The presidential candidates who looked worst after Joe Biden’s cracking Super Tuesday performance were not Bernie Sanders, Elizabeth Warren and Mike Bloomberg. They were John Kasich, Ted Cruz, Marco Rubio and Ben Carson, who could not manage, before Super Tuesday in 2016, to prevent the hostile takeover of the Republican Party by a divisive hothead.

That is a cheap shot, but only because it is unfair to single out four men in a party whose entire political and legislative leadership capitulated with minimal resistance to a populist candidate who openly hated them. In the 2016 Republican primaries, Donald Trump did not win a majority of the vote in any state until April 19. Some type of early, concerted action by Republican candidates and leaders might have prevented Trump’s rise — or at least offered a serious example of resistance to future Republicans.

How do we know this would have been possible? Because it just happened in the other party. Democratic leaders have also seen the rise of a populist candidate who openly hates them. But in this case, two center-left candidates — Amy Klobuchar and Pete Buttigieg — sacrificed their presidential ambitions and endorsed Biden for the sake of their party. That is the political equivalent of two soldiers jumping on a grenade to save their platoon. And on Super Tuesday, self-identified Democrats in large numbers — by a 20-point margin in North Carolina, a 30-point margin in Virginia and a 50-point margin in Alabama — supported a self-identified Democrat over a self-identified socialist revolutionary.

We do not yet know if this effort to preserve the Democratic Party will succeed. But one thing is certain: The Democratic Party still exists as an institution. Prominent Democratic politicians still think that conspicuous loyalty to their party will bring respect and future preferment. Many Democratic voters clearly prefer their traditional identity and are refusing to live inside a demagogue’s distorted dream.

Democrats do have an advantage over their Republican counterparts: an immediate example to recoil from. The Trump takeover of the GOP demonstrates that some political choices are difficult to unmake, like trying to un-stir cream from your coffee. Because partisanship is so powerful, many Democrats would feel compelled to support a President Sanders the way Republicans now support President Trump. And this would likely turn their partisan duty into the justification of one man’s eccentricities and extremism. Whatever a President Biden’s flaws may be, defending him would at least be the defense of a distinctly Democratic cause.

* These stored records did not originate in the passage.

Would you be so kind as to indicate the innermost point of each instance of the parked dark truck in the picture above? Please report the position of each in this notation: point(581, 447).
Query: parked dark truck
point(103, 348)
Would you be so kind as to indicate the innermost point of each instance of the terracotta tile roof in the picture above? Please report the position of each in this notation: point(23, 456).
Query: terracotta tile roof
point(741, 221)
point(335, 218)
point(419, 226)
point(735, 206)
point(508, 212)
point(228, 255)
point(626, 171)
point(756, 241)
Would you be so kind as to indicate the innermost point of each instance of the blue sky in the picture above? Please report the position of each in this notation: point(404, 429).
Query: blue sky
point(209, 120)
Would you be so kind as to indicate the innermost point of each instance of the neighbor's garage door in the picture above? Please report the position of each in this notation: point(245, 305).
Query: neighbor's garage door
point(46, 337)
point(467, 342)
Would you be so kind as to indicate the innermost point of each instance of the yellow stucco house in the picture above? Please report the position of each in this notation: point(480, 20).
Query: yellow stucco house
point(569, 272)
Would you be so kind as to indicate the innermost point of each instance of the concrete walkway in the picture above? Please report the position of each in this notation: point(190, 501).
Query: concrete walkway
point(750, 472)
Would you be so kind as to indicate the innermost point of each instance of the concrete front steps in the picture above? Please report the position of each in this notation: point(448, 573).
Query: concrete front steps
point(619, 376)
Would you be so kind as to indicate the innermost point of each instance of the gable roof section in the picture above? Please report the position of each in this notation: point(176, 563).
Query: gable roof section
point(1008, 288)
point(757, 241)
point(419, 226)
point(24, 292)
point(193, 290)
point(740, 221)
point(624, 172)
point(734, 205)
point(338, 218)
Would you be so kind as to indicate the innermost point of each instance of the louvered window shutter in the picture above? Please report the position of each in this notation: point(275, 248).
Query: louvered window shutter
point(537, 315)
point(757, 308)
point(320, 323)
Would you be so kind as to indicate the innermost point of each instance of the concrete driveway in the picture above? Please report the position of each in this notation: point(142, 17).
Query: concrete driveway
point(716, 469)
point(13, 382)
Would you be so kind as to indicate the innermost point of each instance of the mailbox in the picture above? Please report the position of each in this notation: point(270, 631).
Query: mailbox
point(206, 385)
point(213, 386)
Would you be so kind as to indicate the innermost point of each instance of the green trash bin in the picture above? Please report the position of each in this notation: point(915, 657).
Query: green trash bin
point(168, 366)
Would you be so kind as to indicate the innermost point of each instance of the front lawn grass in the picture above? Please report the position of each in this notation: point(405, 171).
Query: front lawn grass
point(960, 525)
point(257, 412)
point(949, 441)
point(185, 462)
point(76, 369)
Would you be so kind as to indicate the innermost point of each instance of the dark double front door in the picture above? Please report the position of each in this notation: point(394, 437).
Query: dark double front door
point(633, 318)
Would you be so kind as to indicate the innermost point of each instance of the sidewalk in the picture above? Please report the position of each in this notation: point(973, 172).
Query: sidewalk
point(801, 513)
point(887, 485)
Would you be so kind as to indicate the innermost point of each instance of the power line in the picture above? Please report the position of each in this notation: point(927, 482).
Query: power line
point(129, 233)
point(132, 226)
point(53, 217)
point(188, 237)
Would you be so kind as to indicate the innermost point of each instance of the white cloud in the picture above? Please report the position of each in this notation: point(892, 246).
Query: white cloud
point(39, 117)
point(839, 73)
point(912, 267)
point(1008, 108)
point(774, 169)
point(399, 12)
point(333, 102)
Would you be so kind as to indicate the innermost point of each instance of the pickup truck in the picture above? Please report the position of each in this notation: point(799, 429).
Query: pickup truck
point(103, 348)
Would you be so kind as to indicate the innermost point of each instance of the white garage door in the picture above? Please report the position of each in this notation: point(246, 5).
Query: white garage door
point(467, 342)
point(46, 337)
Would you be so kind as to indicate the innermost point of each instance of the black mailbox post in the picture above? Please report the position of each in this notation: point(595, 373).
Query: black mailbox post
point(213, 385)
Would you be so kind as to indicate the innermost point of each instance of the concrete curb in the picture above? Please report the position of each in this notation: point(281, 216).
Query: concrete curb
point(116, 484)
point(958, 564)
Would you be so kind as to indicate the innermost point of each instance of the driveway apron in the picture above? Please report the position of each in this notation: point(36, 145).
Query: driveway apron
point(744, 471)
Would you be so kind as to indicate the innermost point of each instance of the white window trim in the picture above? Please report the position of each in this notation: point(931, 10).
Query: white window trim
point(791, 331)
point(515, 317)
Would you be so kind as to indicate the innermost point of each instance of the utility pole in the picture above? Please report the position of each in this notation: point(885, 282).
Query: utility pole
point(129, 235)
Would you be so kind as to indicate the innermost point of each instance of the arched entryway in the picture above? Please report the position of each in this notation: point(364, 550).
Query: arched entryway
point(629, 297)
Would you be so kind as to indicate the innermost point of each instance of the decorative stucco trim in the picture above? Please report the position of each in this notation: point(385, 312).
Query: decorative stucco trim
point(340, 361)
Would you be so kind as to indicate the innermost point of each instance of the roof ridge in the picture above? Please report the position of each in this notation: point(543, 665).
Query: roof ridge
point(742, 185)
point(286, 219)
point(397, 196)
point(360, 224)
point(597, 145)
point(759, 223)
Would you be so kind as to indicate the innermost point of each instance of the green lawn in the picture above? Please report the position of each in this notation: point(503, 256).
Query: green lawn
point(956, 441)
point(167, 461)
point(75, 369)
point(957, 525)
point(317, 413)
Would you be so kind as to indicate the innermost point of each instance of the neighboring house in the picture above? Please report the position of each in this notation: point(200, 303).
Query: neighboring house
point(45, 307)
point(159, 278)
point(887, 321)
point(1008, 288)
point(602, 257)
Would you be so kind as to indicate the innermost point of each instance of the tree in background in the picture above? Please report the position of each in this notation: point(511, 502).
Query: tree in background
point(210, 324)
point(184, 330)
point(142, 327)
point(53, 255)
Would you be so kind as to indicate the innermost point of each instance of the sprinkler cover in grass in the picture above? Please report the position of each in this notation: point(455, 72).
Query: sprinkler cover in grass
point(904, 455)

The Democratic Party is blessed with an abundance of rational partisans. And a subset of that blessing is this: The most loyal constituents of the Democratic Party — African Americans — tend to be prudent and practical voters. In contrast, the most loyal constituents of the Republican Party — white evangelical Christians — have been easy converts to a personality cult.

There is, of course, diversity of opinion within any group of voters. But the collective role played by African American voters in this election has been particularly decisive. It was black voters — first in South Carolina and then in Virginia, Texas, Tennessee, North Carolina and Alabama — who saved Biden’s candidacy, saved the possibility of a center-left Democratic Party and saved the hope that U.S. politics can consist of something more than anger and grievance.

Some African American support for Biden is based on familiarity. When people in crowds chant, “We know Joe!,” they are saying they have seen his empathy and decency demonstrated over decades. That type of trust cannot be bought with paid advertising.

But apart from affection for Biden, African American voters have a reputation for favoring center-left, establishment candidates over liberal alternatives. They tend to view the stakes of certain political results — such as the reelection of a president who feeds racism as a political strategy — as very high. And their broad reaction to this heightened sense of risk is pragmatism in avoiding destructive outcomes. This is a healthy political instinct.

Contrast this again with the GOP’s most loyal cohort, white evangelicals. They also tend to view the stakes of politics as very high, but their reaction to risk has been to trust a profane, cruel, lawless strongman to defend their interests. This has enabled a presidential assault on institutions that frustrate his will.

Often in U.S. history, it has fallen to African Americans to clarify, articulate and embody America’s partially realized creed. Once more have they defended a humane, democratic liberalism when others did not find it important or convenient.